Un secondo elemento di criticità è l’assenza unità, quali: le pinete di pino uncinato, i robinieti, i boschi misti di specie pioniere come sorbi, maggiociondoli, nocciolo; questi ultimi per altro identificati per i boschi dell’Italia centrale e meridionale. In questa casistica rientrano anche i castagneti da frutto e i lariceti pascolivi, che rappresentano per altro importanti elementi del paesaggio agro-forestale tradizionale, con il rischio di essere assimilati a realtà gestionali che hanno obiettivi differenti.
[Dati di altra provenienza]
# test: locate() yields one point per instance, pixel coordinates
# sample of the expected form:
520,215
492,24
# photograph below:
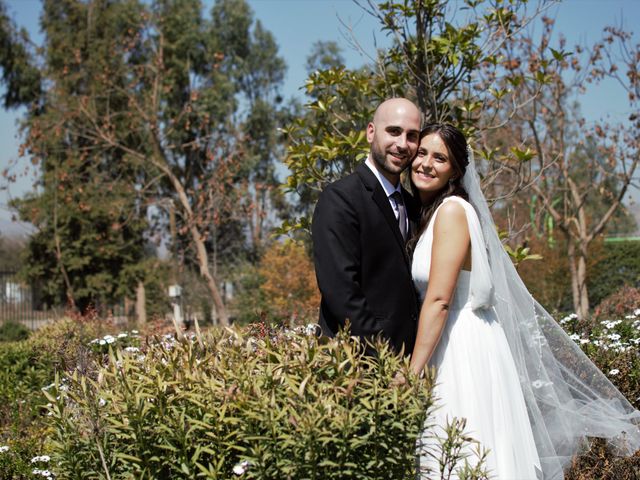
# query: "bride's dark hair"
456,143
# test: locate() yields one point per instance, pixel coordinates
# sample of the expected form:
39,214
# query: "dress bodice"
479,277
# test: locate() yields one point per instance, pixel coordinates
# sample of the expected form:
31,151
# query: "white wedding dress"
476,377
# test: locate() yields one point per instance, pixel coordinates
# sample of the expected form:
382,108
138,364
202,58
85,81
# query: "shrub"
13,332
287,406
619,266
622,301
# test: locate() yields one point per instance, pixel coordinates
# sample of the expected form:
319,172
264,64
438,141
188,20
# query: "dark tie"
402,213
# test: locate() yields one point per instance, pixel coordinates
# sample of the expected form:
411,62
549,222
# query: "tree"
438,61
165,100
484,70
578,173
89,223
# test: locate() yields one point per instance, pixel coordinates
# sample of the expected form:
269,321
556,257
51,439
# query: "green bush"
619,266
13,332
287,406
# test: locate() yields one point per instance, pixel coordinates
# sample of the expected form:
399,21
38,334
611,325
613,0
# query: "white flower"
241,467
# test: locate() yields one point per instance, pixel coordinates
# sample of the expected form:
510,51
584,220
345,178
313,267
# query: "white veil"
567,396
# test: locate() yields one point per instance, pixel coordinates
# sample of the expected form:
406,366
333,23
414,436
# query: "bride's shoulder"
452,208
453,199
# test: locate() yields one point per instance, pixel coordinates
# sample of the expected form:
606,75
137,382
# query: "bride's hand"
399,380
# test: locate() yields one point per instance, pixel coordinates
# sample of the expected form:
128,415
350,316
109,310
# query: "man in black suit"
359,230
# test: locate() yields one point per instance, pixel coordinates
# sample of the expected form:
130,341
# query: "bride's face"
431,169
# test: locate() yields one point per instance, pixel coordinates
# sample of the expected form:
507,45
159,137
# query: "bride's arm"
451,243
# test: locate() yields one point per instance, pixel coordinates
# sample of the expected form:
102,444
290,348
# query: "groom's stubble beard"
379,157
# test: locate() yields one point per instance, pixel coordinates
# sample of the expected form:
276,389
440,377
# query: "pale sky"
298,24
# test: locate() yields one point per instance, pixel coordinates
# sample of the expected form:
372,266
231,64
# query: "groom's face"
394,137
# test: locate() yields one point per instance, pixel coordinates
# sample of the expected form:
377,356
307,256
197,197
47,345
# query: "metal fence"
19,303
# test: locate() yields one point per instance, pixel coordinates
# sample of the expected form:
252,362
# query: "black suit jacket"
362,266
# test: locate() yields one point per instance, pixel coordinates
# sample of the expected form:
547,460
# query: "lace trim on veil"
568,398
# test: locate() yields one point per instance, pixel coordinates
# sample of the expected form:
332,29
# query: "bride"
528,393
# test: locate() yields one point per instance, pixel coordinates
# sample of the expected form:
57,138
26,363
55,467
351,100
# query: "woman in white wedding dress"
527,392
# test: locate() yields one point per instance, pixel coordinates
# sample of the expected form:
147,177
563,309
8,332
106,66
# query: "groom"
359,230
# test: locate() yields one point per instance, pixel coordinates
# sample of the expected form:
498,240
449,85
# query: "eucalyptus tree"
174,107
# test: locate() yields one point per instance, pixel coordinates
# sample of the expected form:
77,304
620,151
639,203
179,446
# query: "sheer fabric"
567,397
476,375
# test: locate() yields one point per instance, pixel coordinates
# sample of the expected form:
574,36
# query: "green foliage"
15,457
11,252
13,332
437,60
28,366
619,266
284,405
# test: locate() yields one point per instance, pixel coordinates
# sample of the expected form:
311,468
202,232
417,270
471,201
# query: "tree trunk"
196,236
583,294
578,269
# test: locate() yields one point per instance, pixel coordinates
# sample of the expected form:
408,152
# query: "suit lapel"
382,201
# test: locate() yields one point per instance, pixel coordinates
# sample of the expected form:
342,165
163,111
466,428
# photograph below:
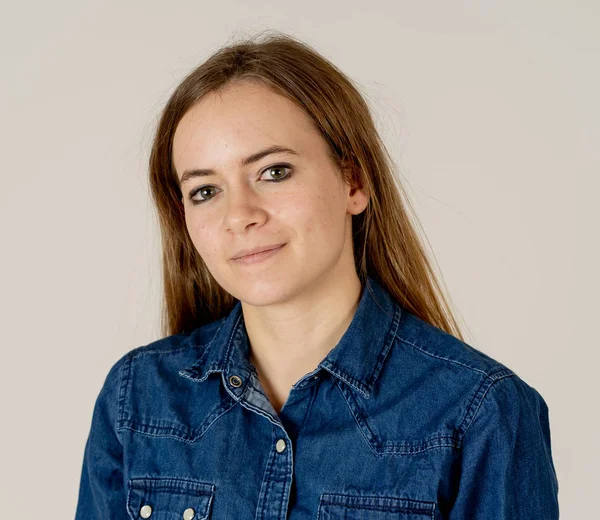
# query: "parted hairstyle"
386,244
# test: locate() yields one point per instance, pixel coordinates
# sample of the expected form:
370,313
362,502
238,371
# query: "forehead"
238,121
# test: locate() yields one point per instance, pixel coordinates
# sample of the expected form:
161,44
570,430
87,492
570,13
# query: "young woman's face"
297,199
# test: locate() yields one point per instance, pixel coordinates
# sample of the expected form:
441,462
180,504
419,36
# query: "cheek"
201,236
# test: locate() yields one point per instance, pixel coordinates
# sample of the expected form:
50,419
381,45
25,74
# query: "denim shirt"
400,421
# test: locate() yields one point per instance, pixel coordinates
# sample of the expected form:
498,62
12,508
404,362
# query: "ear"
357,195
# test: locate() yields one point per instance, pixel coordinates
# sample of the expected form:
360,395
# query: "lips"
253,251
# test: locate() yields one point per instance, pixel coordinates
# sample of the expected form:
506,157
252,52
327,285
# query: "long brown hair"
386,244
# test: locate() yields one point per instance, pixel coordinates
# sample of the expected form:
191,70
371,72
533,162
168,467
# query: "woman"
311,366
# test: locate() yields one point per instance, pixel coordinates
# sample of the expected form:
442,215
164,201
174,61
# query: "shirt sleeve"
101,489
507,470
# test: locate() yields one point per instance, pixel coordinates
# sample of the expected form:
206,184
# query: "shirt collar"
357,359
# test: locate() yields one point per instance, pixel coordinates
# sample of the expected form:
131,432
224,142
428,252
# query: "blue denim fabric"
399,421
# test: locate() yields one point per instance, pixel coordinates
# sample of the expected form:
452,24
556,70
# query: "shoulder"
159,362
451,381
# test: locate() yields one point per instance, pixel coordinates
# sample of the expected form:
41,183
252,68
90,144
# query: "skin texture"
298,303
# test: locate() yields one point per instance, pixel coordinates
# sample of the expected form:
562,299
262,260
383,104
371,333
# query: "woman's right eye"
200,190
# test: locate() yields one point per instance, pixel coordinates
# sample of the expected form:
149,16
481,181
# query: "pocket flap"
168,498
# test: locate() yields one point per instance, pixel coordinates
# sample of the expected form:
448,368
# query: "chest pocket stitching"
169,497
329,502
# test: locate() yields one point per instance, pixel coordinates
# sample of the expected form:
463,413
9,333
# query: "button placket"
189,514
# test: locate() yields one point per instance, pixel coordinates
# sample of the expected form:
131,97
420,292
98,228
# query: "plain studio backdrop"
490,110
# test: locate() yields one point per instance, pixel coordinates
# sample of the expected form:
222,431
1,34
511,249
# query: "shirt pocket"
169,498
338,506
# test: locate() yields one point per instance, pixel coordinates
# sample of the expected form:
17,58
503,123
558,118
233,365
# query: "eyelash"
199,189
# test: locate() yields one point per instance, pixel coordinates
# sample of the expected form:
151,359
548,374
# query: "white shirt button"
188,514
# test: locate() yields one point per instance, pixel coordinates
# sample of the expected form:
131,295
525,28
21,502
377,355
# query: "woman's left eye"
279,167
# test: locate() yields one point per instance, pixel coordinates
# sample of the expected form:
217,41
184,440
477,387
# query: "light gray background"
490,109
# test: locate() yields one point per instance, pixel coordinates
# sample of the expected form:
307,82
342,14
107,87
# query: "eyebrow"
255,157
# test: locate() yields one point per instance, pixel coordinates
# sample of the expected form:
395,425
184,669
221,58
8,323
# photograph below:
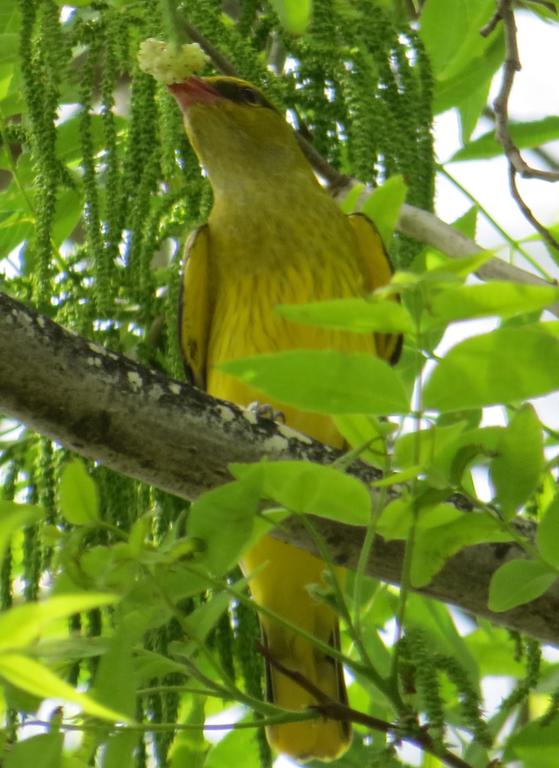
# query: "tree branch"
517,164
167,433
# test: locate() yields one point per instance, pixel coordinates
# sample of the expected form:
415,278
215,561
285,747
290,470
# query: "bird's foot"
265,411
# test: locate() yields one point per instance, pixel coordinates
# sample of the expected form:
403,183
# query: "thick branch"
142,424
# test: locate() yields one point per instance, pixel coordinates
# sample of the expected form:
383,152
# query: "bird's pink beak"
193,91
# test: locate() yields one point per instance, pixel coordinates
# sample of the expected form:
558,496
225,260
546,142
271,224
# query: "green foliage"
120,599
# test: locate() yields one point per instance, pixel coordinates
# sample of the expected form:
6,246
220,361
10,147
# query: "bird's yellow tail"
287,595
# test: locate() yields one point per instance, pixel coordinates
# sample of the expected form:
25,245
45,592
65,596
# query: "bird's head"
236,132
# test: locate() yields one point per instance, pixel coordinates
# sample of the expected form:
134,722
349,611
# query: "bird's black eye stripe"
241,93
Pur riconoscendo gli sforzi del lavoro fatto da Del Favero, vogliamo tuttavia sottolineare come un prodotto che vuole essere una sintesi non può semplicemente estendere modelli tipologici nati in un determinato contesto fito-geografico ad altri, occorre un lavoro di concertazione, analizzando e valorizzando le differenze presenti, se significative.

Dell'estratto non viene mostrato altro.